Stanislav Lolek was a Czech painter, graphic artist and illustrator, known for drawing the text comic 'Liška Bystrouška' ('Vixen Sharp-ears') in the Prague newspaper Lidové Noviny from 7 April to 23 June 1920. The story about a gamekeeper and a vixen was written by Czech author Rudolf Těsnohlídek, who later expanded the rural tale into a novel, with illustrations by Lolek. What is remarkable about the picture story is that it inspired Czech composer Leoš Janáček for his opera 'The Cunning Little Vixen' ('Příhody Lišky Bystroušky') in 1923. It premiered on 6 November 1924 in the National Theatre of Brno, and has been regularly staged since then, not only in the Czech Republic, but also in the UK and the USA. It was adapted into a movie by Austrian theater and opera director Walter Felsenstein in 1956.

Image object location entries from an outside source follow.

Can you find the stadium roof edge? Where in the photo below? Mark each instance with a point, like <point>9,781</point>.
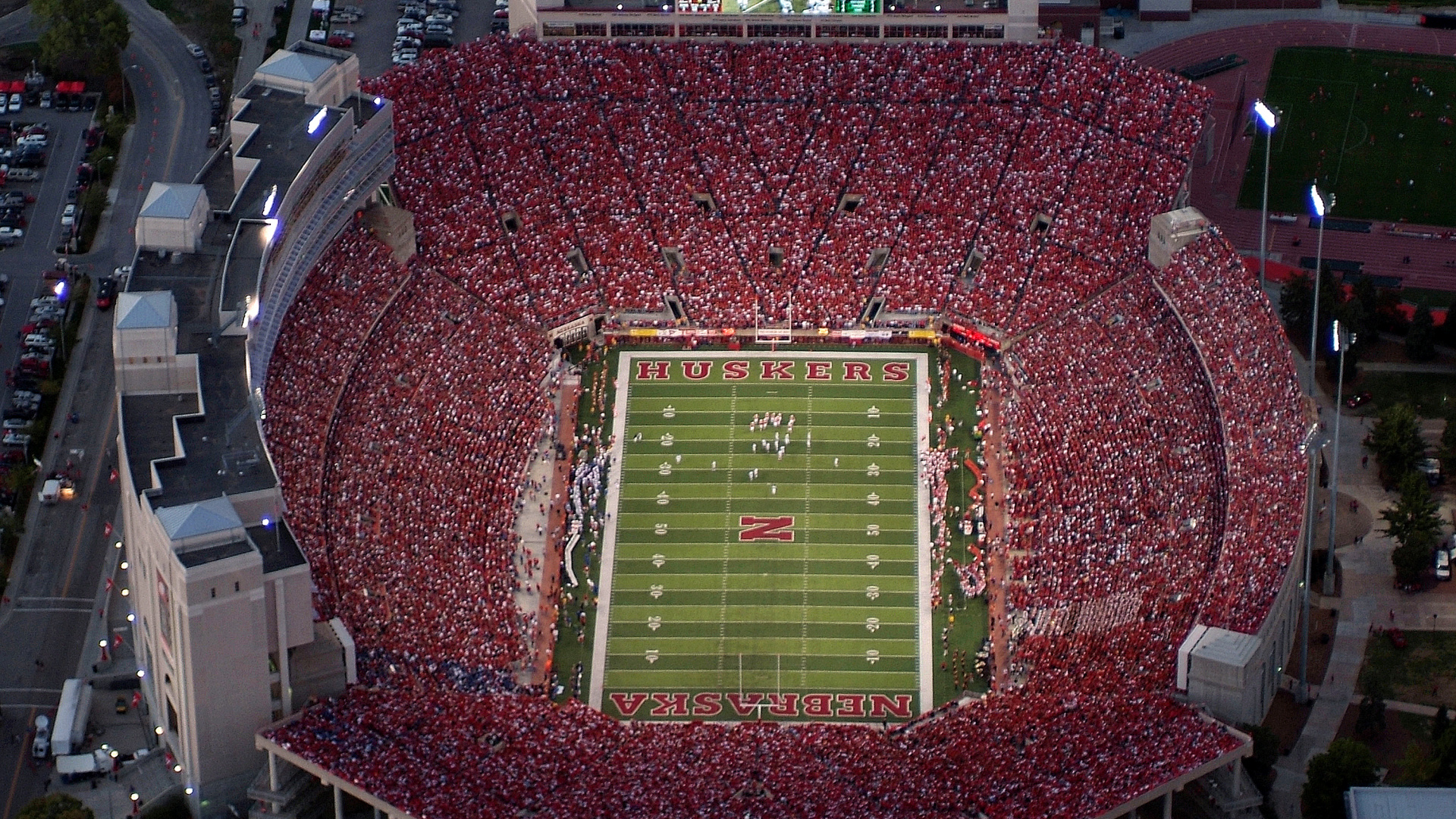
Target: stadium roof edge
<point>327,777</point>
<point>1180,783</point>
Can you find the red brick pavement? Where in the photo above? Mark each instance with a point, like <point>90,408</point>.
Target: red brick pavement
<point>1219,171</point>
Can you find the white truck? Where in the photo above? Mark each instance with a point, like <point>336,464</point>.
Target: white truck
<point>71,717</point>
<point>76,767</point>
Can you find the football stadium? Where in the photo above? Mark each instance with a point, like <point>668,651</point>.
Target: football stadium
<point>788,430</point>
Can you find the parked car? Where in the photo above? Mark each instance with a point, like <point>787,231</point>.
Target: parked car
<point>105,292</point>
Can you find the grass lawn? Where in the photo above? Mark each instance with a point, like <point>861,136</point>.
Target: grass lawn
<point>1432,394</point>
<point>1375,129</point>
<point>1423,672</point>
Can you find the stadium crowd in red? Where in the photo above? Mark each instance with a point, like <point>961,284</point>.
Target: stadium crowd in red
<point>1149,416</point>
<point>436,752</point>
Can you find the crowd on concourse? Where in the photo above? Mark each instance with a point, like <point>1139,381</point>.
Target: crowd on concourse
<point>435,752</point>
<point>1150,417</point>
<point>554,180</point>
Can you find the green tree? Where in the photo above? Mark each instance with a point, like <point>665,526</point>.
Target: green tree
<point>1266,754</point>
<point>1410,561</point>
<point>55,806</point>
<point>1414,521</point>
<point>1417,767</point>
<point>1370,717</point>
<point>1448,449</point>
<point>1446,333</point>
<point>1294,299</point>
<point>1445,758</point>
<point>1420,340</point>
<point>80,36</point>
<point>1331,774</point>
<point>1395,441</point>
<point>1293,306</point>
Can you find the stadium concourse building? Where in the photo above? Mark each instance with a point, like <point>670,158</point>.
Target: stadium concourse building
<point>221,592</point>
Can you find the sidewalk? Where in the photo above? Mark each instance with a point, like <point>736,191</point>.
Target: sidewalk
<point>1329,711</point>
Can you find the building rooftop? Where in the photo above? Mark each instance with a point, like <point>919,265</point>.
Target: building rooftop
<point>168,200</point>
<point>201,518</point>
<point>294,66</point>
<point>281,145</point>
<point>277,545</point>
<point>1400,803</point>
<point>221,449</point>
<point>191,558</point>
<point>140,311</point>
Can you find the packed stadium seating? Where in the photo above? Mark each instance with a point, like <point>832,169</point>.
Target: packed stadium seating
<point>546,180</point>
<point>1038,755</point>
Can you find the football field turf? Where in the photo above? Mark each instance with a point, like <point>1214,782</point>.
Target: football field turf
<point>1373,127</point>
<point>764,572</point>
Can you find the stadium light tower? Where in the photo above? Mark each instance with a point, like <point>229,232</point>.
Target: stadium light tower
<point>1270,120</point>
<point>1340,341</point>
<point>1323,206</point>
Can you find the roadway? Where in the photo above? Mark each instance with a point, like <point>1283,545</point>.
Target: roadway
<point>49,617</point>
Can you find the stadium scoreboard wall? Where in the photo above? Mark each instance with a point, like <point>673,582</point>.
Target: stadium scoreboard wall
<point>770,570</point>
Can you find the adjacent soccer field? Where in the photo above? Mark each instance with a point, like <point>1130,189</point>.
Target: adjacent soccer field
<point>1373,127</point>
<point>762,572</point>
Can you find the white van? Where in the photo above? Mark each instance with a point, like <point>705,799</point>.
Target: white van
<point>41,746</point>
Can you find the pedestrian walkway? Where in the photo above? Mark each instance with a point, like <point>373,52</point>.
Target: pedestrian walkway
<point>1329,711</point>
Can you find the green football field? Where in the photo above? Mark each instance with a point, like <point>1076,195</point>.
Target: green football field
<point>764,573</point>
<point>1376,129</point>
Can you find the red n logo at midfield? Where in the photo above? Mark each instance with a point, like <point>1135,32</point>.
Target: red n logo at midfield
<point>766,528</point>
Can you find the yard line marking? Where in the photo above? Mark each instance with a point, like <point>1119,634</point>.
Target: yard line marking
<point>808,482</point>
<point>723,599</point>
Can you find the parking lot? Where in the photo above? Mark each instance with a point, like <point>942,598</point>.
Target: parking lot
<point>30,259</point>
<point>375,33</point>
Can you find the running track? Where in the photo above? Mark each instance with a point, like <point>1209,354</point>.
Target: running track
<point>1218,174</point>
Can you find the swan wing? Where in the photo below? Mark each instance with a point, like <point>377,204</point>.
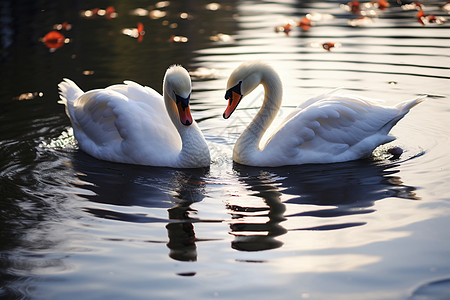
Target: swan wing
<point>125,123</point>
<point>333,128</point>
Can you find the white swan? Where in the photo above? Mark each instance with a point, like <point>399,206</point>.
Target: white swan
<point>326,129</point>
<point>130,123</point>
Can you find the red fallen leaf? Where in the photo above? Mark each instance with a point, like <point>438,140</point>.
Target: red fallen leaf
<point>328,46</point>
<point>432,19</point>
<point>53,39</point>
<point>305,23</point>
<point>141,32</point>
<point>355,7</point>
<point>383,4</point>
<point>66,26</point>
<point>110,12</point>
<point>418,5</point>
<point>420,16</point>
<point>287,28</point>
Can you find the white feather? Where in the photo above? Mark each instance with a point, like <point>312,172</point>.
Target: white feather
<point>325,129</point>
<point>129,123</point>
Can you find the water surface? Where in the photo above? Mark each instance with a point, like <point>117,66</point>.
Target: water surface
<point>74,227</point>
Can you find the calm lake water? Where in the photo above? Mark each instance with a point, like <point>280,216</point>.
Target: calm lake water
<point>73,227</point>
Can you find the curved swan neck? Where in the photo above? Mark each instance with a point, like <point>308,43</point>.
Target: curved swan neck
<point>250,139</point>
<point>194,150</point>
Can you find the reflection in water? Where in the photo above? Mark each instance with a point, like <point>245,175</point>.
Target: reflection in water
<point>252,234</point>
<point>325,192</point>
<point>164,188</point>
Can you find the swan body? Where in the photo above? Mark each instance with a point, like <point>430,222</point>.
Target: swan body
<point>326,129</point>
<point>130,123</point>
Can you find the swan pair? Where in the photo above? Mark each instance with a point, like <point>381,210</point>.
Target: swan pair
<point>130,123</point>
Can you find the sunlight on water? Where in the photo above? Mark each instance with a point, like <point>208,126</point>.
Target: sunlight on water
<point>76,227</point>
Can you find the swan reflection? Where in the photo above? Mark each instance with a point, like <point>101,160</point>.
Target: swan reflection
<point>308,198</point>
<point>161,189</point>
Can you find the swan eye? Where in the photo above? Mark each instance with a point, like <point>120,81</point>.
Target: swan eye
<point>236,89</point>
<point>184,102</point>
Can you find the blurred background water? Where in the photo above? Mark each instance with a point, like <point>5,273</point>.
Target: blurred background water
<point>73,227</point>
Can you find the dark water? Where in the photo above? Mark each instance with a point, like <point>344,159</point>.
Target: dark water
<point>73,227</point>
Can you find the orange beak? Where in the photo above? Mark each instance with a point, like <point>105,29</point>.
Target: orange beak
<point>233,102</point>
<point>185,115</point>
<point>184,110</point>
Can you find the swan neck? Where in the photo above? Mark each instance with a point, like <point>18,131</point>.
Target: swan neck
<point>250,139</point>
<point>194,150</point>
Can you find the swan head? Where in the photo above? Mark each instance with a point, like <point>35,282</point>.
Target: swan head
<point>177,84</point>
<point>242,81</point>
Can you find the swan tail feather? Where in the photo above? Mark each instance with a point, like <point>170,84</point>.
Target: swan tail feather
<point>403,108</point>
<point>408,105</point>
<point>68,91</point>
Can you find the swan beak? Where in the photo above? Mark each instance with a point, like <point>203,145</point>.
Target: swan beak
<point>234,96</point>
<point>233,102</point>
<point>184,110</point>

Illustrator Lolek always had a fascination for the woods. In fact, he studied at the Pisek School of Forestry, and worked as a forester on a large estate in Lnáře before turning to the arts in the 1890s. His first artistic effort was drawing maps and supplementing them with illustrations. He enrolled at the Academy of Fine Arts in Prague in 1895, where he studied under Czech landscape painter Julius Marak (1832-1899). Lolek spent most of his early artistic years painting countrysides and animals in southern Bohemia. His moody landscape painting in an Art Nouveau-inspired style evolved into a style more influenced by Impressionism after 1905. As an illustrator, he also made the drawings for a Czech edition of Rudyard Kipling's 'Jungle Book' in 1909.
The artist, who was born in Palonín (a village near Mohelnice) in 1873, passed away in Uherske Hradiste on 9 May 1936 at the age of 62.